Dans le Feuilleton de la Presse du 7 juillet 1859, Paul
de Saint-Victor commente ainsi ce tableau : «
Le goûter de cueillettes d’œillets offre
des qualités d’observation sagace et sincère.
Une vieille femme et une jeune fille font, au pied d’une meule, leur
repas frugal. Elles mangent lentement, longuement, avec ce recueillement animal
particuliers aux appétits campagnards. Ce groupe si bien posé,
se détache sur une plaine colorée d’une
fine fleur de ton. »
Dans le Feuilleton de la Presse du 7 juillet 1859, Théophile
Gautier commente ainsi ce tableau : « Assises
auprès d’un tas d’oeillettes dressées en gerbes,
au milieu d’un champ à demi dépouillé,
une femme âgée et une jeune fille mangent, on pourrait presque
dire broutent, avec la placidité animale ordinaires aux paysans,
qui mettent tant de lenteur à prendre leur nourriture ; maigre est
leur pitance ; un morceau de pain bis tout sec.

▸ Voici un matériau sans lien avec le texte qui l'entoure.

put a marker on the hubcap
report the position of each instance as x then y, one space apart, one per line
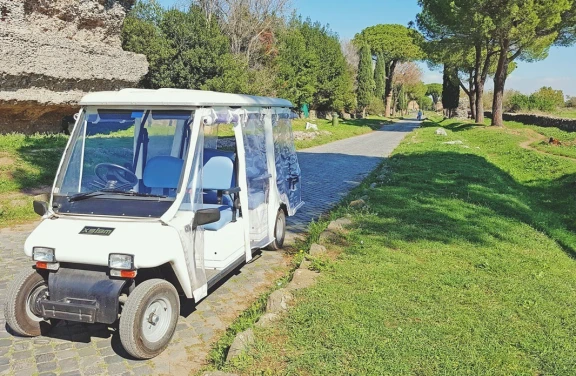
156 320
33 308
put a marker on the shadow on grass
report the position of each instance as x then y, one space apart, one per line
449 197
41 155
454 127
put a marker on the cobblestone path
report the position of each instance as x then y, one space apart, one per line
329 171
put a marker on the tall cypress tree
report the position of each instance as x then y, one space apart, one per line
380 77
450 90
365 79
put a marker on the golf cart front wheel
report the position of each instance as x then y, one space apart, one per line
279 231
149 318
22 308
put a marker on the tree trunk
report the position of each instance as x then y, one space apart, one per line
499 83
389 78
472 99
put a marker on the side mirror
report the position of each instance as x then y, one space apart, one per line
40 207
205 216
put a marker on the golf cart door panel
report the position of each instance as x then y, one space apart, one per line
190 198
258 177
288 174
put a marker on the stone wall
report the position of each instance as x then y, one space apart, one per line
53 52
539 120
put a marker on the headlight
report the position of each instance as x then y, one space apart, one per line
121 261
43 254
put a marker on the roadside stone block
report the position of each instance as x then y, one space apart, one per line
303 279
267 319
278 301
242 341
317 250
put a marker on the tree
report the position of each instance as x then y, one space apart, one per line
455 34
365 79
245 22
297 67
396 43
350 52
526 30
379 77
435 91
450 90
499 32
407 74
184 50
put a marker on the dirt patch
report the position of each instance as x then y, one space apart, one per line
6 159
535 137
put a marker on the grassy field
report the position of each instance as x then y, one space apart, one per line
567 147
462 263
28 163
567 112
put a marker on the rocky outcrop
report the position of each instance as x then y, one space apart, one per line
53 52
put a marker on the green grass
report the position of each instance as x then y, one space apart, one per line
567 139
463 263
26 163
567 112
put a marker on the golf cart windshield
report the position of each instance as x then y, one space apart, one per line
128 155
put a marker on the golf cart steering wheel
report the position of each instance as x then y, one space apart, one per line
115 176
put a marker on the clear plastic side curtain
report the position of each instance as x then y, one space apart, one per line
257 176
288 174
192 239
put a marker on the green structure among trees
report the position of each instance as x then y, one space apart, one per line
487 38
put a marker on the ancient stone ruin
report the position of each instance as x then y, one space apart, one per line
52 52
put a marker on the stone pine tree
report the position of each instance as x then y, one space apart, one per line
379 77
397 44
435 91
450 90
365 79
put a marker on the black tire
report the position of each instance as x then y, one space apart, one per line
279 232
20 310
139 336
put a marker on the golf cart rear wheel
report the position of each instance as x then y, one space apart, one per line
149 318
21 310
279 231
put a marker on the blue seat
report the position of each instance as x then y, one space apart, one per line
219 176
163 173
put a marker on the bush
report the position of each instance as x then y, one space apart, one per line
519 102
546 100
376 107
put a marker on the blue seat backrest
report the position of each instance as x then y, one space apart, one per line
163 172
218 169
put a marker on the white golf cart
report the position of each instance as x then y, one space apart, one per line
149 204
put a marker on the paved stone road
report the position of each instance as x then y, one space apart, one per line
329 171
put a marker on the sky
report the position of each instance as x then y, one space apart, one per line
347 18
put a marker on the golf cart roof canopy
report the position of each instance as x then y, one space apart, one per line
178 98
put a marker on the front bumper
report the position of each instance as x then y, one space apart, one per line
82 295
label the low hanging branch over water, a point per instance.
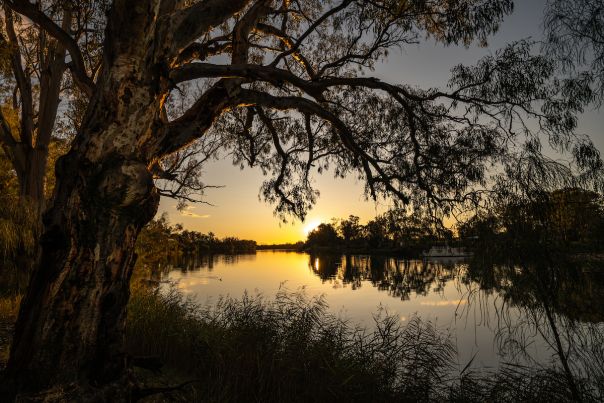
(281, 85)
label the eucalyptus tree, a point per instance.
(33, 81)
(574, 36)
(281, 84)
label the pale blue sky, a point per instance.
(237, 210)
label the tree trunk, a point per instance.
(31, 178)
(70, 325)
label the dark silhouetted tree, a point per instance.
(282, 85)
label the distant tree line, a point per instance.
(394, 231)
(160, 242)
(569, 219)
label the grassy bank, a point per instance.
(287, 349)
(290, 348)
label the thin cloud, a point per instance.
(187, 211)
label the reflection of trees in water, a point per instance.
(554, 303)
(195, 262)
(400, 278)
(560, 303)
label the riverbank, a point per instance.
(291, 349)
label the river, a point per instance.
(495, 314)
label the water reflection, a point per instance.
(399, 278)
(543, 314)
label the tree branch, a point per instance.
(77, 65)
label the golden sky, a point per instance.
(237, 210)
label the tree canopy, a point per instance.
(281, 85)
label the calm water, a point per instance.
(494, 313)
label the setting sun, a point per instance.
(311, 225)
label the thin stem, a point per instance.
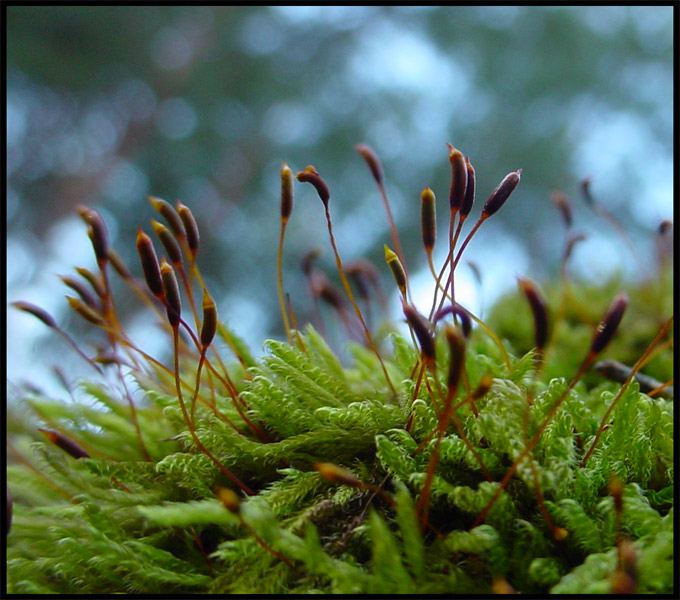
(585, 365)
(350, 295)
(187, 420)
(636, 367)
(279, 279)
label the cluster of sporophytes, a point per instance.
(458, 457)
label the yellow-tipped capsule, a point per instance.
(311, 175)
(97, 232)
(169, 214)
(190, 227)
(169, 242)
(607, 328)
(286, 192)
(501, 193)
(428, 218)
(229, 499)
(171, 291)
(209, 326)
(84, 292)
(84, 310)
(458, 178)
(397, 269)
(469, 199)
(37, 312)
(337, 474)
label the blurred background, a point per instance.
(202, 104)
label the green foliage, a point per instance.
(122, 522)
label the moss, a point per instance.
(421, 512)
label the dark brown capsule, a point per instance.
(209, 326)
(286, 192)
(397, 269)
(616, 491)
(607, 328)
(171, 292)
(149, 260)
(428, 218)
(539, 311)
(458, 178)
(169, 242)
(456, 342)
(310, 175)
(83, 291)
(37, 312)
(85, 311)
(190, 227)
(372, 161)
(97, 232)
(501, 193)
(421, 330)
(469, 199)
(66, 444)
(585, 192)
(94, 280)
(169, 214)
(364, 274)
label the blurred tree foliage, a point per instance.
(108, 104)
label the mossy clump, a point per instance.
(433, 461)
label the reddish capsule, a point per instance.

D’autres femmes, à divers plans, arrachent les tiges ; -- le
paysage, dont la ligne horizontale n’est coupée que par quelques
plantes encore debout, a une fermeté douce et une lumière tranquille
en harmonie avec le caractère simple de cette petite scène rurale. – Au premier aspect, on dirait une toile de
Monsieur Breton, tant Monsieur Laugée s’est assimilé la manière de son prototype. Mais, ne croyez
à une imitation inférieure, Monsieur Laugée a autant de talent que Monsieur Breton ; il dessine même mieux, grâce aux études qu’il
a faites pour l’histoire. – Seulement il a été
vivement frappé, et il reproduit, involontairement sans doute, l’objet
de son admiration. »
Dans l'Art de la rue et l'Art au Salon, E. de B. de Lepinois écrit : Louer M. Breton, élève de Drolling, ce n est pas blâmer M. Laugée, élève de Picot. Inspirés par le même ciel, par la même nature, par le même sentiment du vrai, ces deux artistes se sont rencontrés dans une similitude d'exécution d'autant plus heureuse qu'elle ne résulte pas d un procédé d'école mutuelle. Le déjeuner des cueilleuses d'œillettes est à coup sûr une très bonne page et dont j'ai signalé à l'avance toutes les qualités en parlant des peintures de M. Breton. Seulement je n'aperçois pas en quoi le déjeuner des cueilleuses d'œillettes diffère de celui des autres paysannes du canton, et quel intérêt puissant s attache à l'ordinaire du matin de ces pauvres femmes. Peut-être M. Laugée eût-il mieux fait de peindre ses Picardes en plein exercice de leurs fonctions de cueilleuses ; mais il ne faut pas chicaner un peintre sur les sujets de son choix.E. de B. de Lepinois - L'Art dans la Rue et l'Art au Salon. 1859, Paris.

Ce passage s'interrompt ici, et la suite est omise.